Recent graduate Tom Baldwin, from Bristol, told RT he was joining the protest so that future generations aren’t burdened with “a lifetime of debt.”

I'm not a student any more but still saddled with debts. They keep getting bigger and I’ve not even started to pay them back,” he said.

My girlfriend is studying now and her debts will be astronomical, even with the bursary she got, which is being withdrawn for future students.”

He added: “I'm protesting today for her and future generations, so getting a degree doesn’t mean a lifetime of debt. Education should be a right for all. It’s outrageous that millionaire ministers who benefitted from free education themselves are denying it to others.”

Baldwin, who is a member of the Trade Unionist and Socialist Coalition (TUSC), said if his girlfriend hadn’t received a maintenance grant she could not have afforded to study at university.

Working class students are already forced to take on disproportionately more debt. It’s an irony for the government to say they’re tackling the national debt when they’re just transferring huge amounts of debt to ordinary people.

The Corbyn effect

He dismissed the government’s argument that free education is too expensive and unsustainable.

They claim it can't be afforded, but they can find money to cut corporation tax. They look after their rich mates and screw the rest of us.

Baldwin said Labour leader Jeremy Corbyn’s pledge of free higher education had re-energized the movement against fees.
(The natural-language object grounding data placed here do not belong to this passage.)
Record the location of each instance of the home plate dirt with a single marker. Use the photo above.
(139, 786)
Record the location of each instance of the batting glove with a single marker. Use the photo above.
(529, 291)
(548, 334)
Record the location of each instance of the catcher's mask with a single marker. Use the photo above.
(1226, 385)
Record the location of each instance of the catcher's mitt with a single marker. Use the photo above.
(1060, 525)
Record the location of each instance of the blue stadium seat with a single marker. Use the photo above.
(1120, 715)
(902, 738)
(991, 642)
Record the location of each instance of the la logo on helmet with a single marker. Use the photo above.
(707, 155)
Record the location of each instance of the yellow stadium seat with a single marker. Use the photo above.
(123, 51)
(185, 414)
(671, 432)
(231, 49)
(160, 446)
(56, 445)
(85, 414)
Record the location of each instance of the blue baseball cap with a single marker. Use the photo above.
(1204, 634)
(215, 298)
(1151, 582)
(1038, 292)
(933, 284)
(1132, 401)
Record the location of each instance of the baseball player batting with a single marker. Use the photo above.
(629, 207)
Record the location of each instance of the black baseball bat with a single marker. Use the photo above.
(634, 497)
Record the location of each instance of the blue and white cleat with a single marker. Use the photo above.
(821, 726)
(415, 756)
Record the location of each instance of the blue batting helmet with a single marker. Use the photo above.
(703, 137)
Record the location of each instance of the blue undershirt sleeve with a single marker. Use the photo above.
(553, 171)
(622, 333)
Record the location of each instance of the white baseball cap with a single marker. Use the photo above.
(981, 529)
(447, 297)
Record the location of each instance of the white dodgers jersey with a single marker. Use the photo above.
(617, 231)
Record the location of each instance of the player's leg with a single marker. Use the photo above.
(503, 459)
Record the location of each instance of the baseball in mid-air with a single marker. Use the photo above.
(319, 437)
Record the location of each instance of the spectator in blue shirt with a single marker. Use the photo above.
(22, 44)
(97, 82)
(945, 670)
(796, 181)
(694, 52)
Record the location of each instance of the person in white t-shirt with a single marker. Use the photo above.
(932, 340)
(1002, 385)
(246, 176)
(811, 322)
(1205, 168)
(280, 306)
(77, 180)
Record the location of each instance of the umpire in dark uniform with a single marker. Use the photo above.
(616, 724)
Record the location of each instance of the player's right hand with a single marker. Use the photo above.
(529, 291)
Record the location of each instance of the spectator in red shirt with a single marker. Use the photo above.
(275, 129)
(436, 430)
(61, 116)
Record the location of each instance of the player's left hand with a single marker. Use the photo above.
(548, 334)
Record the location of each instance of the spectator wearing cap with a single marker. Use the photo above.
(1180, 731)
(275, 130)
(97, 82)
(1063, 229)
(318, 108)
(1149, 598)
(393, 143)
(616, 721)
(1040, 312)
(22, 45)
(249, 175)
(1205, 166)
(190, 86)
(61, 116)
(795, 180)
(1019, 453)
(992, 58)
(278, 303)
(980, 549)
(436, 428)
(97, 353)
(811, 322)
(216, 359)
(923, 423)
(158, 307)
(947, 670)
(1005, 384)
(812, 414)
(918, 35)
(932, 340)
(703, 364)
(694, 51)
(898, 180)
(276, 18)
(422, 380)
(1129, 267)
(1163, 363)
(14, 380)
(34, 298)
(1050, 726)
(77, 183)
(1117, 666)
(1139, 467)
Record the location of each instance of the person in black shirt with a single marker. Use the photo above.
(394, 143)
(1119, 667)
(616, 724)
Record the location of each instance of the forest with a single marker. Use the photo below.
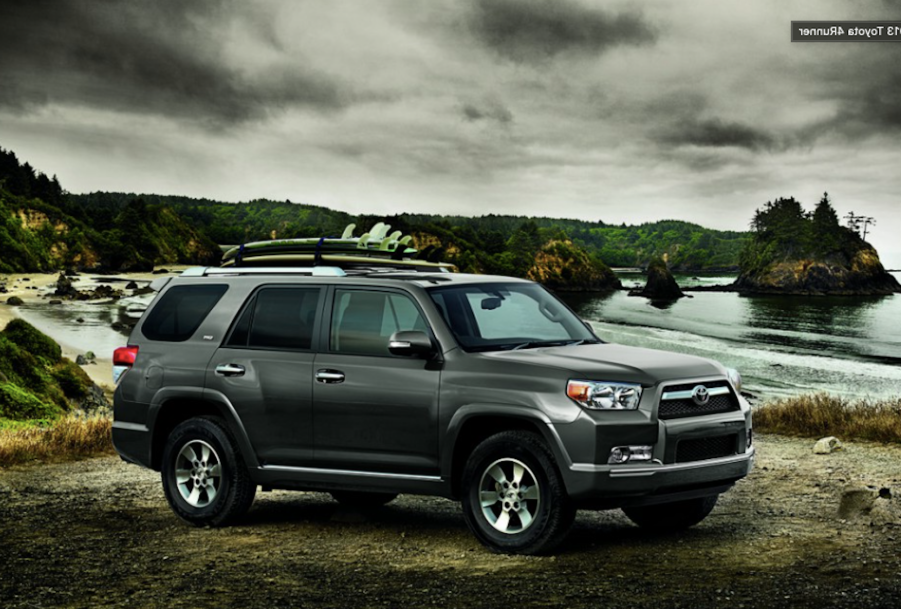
(44, 227)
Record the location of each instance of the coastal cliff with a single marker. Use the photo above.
(797, 253)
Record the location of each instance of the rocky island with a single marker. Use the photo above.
(795, 252)
(661, 284)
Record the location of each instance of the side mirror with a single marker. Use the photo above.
(411, 343)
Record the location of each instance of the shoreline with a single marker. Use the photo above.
(21, 284)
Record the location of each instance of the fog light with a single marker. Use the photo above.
(629, 454)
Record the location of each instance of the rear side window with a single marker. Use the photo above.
(277, 318)
(180, 312)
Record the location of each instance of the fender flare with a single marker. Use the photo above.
(466, 413)
(216, 399)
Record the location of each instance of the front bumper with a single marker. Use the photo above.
(610, 486)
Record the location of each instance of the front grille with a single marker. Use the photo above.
(699, 449)
(686, 407)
[We’ll] have to make sure Labour stick to that position though, I imagine many of their MPs want it ditched.”

Corbyn set out a £10 billion plan to scrap university tuition fees and restore maintenance grants during his campaign for the party leadership in July.

He plans to fund the measures either by a 7 percent rise in national insurance for those earning more than £50,000 a year and a 2.5 percent higher corporation tax, or by slowing the pace of deficit reduction.

The Labour leader made waves during his election campaign when he apologized to students on behalf of the party, which introduced tuition fees under Tony Blair in 1998.

I opposed those changes at the time – as did many others – and now we have an opportunity to change course,” he said.

Plans to raise fees

The government is under pressure from advocacy groups representing UK universities which are calling for increases in tuition fees.

Umbrella organization Universities UK (UUK) is demanding the government lift the £9,000 tuition fee cap in line with inflation and also increase funds for institutions, as well as maintenance support for students.

Evidence shows that students are more concerned about the level of maintenance support they receive while studying than they are about the long-term repayment of their student loans dependent on income,” UUK vice president Janet Beer said in July.

NCAFC spokeswoman Deborah Hermanns described the government’s latest round of proposed tuition fee hikes and maintenance grants cuts as the “worst attacks on society since Thatcher.

They have no basis in economic sense. They come from a disposition of greed and hatred, and form an overarching attack on the rights and welfare of the working classes. We cannot allow this to go unchallenged,” Hermanns told the Morning Star.

She added: “It is the duty of the student movement to resist this government and we will continue to fight until we win — on the streets, in occupations and in our communities.